I have two issues on the phone. Anyone else notice these?

First the data connection drops sometimes and won't come back without a reboot.

Second when using google music or last.fm, through Bluetooth in car, I get skips in music. I hope someone else gets these or else I gotta return it :-(
Sent from my DROID BIONIC using Tapatalk


----------



## moondrius (Jun 23, 2011)

My data connection was a little funny for the first half hour after it was activated but its been fine since then. Both 3g and 4g work well. As for the bluetooth I will have to get back to you on that. I have not driven much in the last couple days but I will let you know when I test it.


----------



## idefiler6 (Sep 3, 2011)

Have not had either issue, but Phydo your second issue is probably directly related to the first.


----------



## adroidman (Jun 29, 2011)

I will drop 3G and it will be a few mins before 4G comes back. I've been using google music and pandora with no problems.

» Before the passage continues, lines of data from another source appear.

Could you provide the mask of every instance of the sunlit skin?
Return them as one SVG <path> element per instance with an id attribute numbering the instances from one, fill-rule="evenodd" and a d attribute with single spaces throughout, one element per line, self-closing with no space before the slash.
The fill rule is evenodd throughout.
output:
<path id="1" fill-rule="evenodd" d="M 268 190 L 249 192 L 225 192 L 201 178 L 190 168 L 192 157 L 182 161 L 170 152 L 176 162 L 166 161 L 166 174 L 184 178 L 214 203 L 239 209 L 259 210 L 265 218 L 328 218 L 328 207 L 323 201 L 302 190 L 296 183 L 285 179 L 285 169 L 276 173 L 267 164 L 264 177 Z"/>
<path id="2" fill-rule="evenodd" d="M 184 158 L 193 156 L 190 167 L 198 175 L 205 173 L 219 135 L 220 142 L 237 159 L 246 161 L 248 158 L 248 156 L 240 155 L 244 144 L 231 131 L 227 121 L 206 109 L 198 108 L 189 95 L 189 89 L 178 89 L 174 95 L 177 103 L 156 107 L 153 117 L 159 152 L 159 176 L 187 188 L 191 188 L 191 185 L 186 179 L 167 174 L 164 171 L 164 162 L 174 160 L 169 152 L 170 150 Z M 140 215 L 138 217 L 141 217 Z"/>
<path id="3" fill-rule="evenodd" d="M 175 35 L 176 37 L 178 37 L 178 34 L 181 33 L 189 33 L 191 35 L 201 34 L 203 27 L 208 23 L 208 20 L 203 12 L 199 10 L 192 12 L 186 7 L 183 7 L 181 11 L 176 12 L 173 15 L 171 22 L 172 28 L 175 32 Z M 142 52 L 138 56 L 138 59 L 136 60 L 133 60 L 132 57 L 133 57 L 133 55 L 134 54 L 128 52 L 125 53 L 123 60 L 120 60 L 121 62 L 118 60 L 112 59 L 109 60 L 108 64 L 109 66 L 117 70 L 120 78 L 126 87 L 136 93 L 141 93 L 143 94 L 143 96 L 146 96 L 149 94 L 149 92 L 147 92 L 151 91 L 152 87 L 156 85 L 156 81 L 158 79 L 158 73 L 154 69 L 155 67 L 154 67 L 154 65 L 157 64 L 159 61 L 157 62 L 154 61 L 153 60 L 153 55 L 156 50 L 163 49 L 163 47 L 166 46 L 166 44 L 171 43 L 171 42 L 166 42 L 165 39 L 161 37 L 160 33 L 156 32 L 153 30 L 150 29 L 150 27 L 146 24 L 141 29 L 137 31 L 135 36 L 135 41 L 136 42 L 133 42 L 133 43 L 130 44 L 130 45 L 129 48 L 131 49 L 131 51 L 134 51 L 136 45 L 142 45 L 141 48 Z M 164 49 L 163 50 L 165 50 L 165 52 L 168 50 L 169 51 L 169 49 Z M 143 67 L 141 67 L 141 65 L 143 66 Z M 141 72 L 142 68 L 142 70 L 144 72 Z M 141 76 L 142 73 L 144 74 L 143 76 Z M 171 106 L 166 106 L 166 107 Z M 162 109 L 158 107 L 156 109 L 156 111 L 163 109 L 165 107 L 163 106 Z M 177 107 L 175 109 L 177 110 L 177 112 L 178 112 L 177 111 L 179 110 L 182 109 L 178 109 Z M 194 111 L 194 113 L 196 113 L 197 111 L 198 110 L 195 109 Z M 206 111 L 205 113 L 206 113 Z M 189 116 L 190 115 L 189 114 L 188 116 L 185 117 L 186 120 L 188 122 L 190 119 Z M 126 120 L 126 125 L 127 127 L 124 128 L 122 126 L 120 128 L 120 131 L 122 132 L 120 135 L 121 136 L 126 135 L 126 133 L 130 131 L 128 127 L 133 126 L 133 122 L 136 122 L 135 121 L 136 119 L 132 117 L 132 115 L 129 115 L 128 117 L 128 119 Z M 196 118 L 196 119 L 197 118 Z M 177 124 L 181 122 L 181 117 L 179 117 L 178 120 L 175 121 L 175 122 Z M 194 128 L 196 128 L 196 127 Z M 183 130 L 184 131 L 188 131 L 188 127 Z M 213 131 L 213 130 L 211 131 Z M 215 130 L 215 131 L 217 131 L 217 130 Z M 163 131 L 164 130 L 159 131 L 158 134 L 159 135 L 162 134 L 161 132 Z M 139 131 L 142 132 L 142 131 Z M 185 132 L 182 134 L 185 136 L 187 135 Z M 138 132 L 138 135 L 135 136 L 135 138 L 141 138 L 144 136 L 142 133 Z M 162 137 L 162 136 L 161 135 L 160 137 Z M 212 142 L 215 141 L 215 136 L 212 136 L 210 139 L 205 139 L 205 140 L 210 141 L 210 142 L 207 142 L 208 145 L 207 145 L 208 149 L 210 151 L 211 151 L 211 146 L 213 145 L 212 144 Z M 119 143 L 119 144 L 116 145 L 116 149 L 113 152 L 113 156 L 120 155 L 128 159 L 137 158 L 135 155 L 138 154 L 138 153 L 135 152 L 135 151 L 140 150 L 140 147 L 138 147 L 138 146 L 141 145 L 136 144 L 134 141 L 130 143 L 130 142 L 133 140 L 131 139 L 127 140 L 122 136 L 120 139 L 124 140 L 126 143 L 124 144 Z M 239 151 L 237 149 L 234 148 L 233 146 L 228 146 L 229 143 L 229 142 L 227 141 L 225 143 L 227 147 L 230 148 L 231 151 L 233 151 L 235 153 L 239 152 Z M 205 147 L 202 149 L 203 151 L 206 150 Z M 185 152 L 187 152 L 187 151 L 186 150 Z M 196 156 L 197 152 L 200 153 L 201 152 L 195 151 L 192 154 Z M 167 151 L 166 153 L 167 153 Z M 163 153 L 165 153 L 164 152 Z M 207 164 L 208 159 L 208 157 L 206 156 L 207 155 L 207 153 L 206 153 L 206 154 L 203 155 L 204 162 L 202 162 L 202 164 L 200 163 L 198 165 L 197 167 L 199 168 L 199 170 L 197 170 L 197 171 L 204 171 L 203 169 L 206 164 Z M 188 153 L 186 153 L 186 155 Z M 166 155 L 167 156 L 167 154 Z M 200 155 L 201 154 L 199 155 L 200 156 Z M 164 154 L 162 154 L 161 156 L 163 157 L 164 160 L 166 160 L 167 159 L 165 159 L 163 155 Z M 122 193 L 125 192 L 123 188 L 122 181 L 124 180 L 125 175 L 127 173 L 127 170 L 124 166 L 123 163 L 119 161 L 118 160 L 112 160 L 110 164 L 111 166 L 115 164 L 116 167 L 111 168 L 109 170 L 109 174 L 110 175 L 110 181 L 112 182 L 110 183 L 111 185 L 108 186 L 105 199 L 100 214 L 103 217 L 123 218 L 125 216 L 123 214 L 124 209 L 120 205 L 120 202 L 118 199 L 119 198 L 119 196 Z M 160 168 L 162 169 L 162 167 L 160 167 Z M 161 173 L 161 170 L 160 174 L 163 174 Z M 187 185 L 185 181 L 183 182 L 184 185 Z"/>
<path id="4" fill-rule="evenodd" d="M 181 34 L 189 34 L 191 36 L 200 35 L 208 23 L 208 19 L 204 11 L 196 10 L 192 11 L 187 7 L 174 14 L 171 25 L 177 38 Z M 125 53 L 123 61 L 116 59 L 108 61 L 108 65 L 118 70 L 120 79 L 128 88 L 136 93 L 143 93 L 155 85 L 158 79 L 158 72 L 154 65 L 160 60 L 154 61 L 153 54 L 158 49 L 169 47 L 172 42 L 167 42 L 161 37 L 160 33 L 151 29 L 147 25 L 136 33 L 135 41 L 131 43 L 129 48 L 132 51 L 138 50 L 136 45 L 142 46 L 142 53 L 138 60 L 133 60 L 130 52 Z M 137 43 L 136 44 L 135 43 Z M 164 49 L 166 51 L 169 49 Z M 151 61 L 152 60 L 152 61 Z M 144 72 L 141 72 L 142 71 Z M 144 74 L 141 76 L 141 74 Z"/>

Sent from my DROID BIONIC using RootzWiki Forums


----------



## phydo (Jun 7, 2011)

idefiler6 said:


> Have not had either issue, but Phydo your second issue is probably directly related to the first.


Well even when the connection is solid and the song is fully buffered it skips.

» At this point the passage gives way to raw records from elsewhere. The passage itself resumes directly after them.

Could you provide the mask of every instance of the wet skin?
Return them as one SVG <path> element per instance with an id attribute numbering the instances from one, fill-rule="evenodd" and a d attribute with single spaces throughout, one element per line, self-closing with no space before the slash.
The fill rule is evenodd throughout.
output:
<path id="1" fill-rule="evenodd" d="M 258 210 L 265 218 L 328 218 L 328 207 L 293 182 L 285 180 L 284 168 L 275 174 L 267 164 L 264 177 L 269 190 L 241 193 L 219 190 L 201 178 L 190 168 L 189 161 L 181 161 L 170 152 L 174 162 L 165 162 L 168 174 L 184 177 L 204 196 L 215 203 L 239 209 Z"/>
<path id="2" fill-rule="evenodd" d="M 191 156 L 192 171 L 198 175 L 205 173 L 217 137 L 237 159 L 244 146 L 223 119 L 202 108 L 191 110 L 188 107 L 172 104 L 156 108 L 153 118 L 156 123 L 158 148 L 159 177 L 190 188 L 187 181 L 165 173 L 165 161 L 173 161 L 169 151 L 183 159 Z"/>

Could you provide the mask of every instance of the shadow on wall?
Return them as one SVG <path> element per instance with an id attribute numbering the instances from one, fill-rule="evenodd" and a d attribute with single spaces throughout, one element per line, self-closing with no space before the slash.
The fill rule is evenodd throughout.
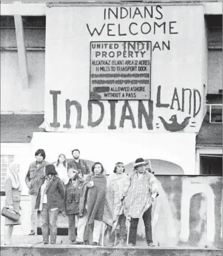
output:
<path id="1" fill-rule="evenodd" d="M 160 175 L 184 175 L 184 171 L 179 165 L 164 160 L 159 159 L 145 159 L 146 162 L 150 160 L 152 170 L 155 174 Z M 127 174 L 133 171 L 134 162 L 131 163 L 125 166 L 125 173 Z M 149 168 L 147 165 L 146 168 Z"/>

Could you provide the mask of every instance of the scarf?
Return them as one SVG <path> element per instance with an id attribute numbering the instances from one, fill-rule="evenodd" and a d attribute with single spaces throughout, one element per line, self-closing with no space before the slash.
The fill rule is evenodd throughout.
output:
<path id="1" fill-rule="evenodd" d="M 22 190 L 22 188 L 18 172 L 19 165 L 19 164 L 14 162 L 11 163 L 9 166 L 6 175 L 9 177 L 12 180 L 12 188 L 18 189 L 19 191 L 21 191 Z"/>

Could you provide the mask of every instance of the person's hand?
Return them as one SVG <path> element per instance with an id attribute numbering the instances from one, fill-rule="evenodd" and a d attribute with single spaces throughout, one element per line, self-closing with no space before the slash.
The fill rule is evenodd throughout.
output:
<path id="1" fill-rule="evenodd" d="M 128 221 L 131 220 L 131 216 L 126 216 L 126 220 Z"/>
<path id="2" fill-rule="evenodd" d="M 87 186 L 88 187 L 88 188 L 92 188 L 93 187 L 94 187 L 94 185 L 91 184 L 90 182 L 89 182 L 88 184 L 87 184 Z"/>
<path id="3" fill-rule="evenodd" d="M 9 210 L 9 211 L 13 211 L 14 210 L 13 207 L 12 206 L 7 206 L 6 208 L 8 208 Z"/>

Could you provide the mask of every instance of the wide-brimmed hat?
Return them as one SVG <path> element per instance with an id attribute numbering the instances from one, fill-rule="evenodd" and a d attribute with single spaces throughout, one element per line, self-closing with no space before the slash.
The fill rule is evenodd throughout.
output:
<path id="1" fill-rule="evenodd" d="M 137 167 L 138 166 L 142 166 L 143 165 L 147 165 L 149 163 L 146 163 L 145 162 L 143 158 L 137 158 L 134 164 L 134 167 Z"/>

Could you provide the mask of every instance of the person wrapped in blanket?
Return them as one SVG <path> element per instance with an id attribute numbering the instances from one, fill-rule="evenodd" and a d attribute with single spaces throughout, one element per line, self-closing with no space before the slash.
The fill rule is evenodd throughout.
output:
<path id="1" fill-rule="evenodd" d="M 93 242 L 91 245 L 98 245 L 100 230 L 104 214 L 107 180 L 104 174 L 104 168 L 101 163 L 95 162 L 92 168 L 92 174 L 89 175 L 83 186 L 80 200 L 79 218 L 77 227 L 77 238 L 74 244 L 89 244 L 84 239 L 86 225 L 88 232 L 90 225 L 94 224 Z"/>
<path id="2" fill-rule="evenodd" d="M 126 235 L 123 202 L 127 194 L 130 180 L 124 172 L 123 163 L 118 162 L 115 165 L 114 173 L 109 176 L 107 181 L 103 221 L 107 225 L 105 234 L 109 235 L 109 246 L 110 247 L 115 245 L 116 230 L 119 225 L 120 240 L 119 242 L 116 242 L 117 246 L 123 246 Z"/>
<path id="3" fill-rule="evenodd" d="M 154 175 L 146 170 L 146 163 L 138 158 L 134 171 L 130 174 L 130 185 L 125 200 L 125 214 L 131 221 L 128 246 L 135 246 L 137 228 L 140 218 L 143 217 L 148 246 L 155 246 L 152 233 L 152 203 L 158 195 L 158 187 Z"/>
<path id="4" fill-rule="evenodd" d="M 69 182 L 65 186 L 64 209 L 62 215 L 68 217 L 69 240 L 70 244 L 76 241 L 75 218 L 79 217 L 80 194 L 83 186 L 86 184 L 77 170 L 69 169 Z"/>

Sent from my DROID BIONIC using Tapatalk


----------



## phydo (Jun 7, 2011)

adroidman said:


> I will drop 3G and it will be a few mins before 4G comes back. I've been using google music and pandora with no problems.
> 
> Sent from my DROID BIONIC using RootzWiki Forums


Do you use it over Bluetooth because that's the only time it skips for me

Sent from my DROID BIONIC using Tapatalk


----------



## phydo (Jun 7, 2011)

Just to update you on this, but I switched my battery profile in settings - battery to performance from nighttime and it seems to have fixed the issues

Sent from my DROID BIONIC using Tapatalk


----------



## moondrius (Jun 23, 2011)

I did try out google music and bluetooth to my cars head unit and the audio quality was way better then any other device I have used with it. No issues with it at all.


----------



## ANDROID JUNKY (Sep 11, 2011)

nop havent had either issue


----------



## DroidModderX (Jun 9, 2011)

My only issue was when i mirror hdmi it freezes after about 30 minutes... example i mirrored espn3.com to watch fsu game..30 minutes in it froze and the phone was super hot.. i was on wifi not 4g so it wasnt the dataconnection.. i had to backout and load the page over again then it worked for about 20 minutes... also voices were out if sync... i really wish hdmi mirroring worked flawlessly its my favorite feature!


----------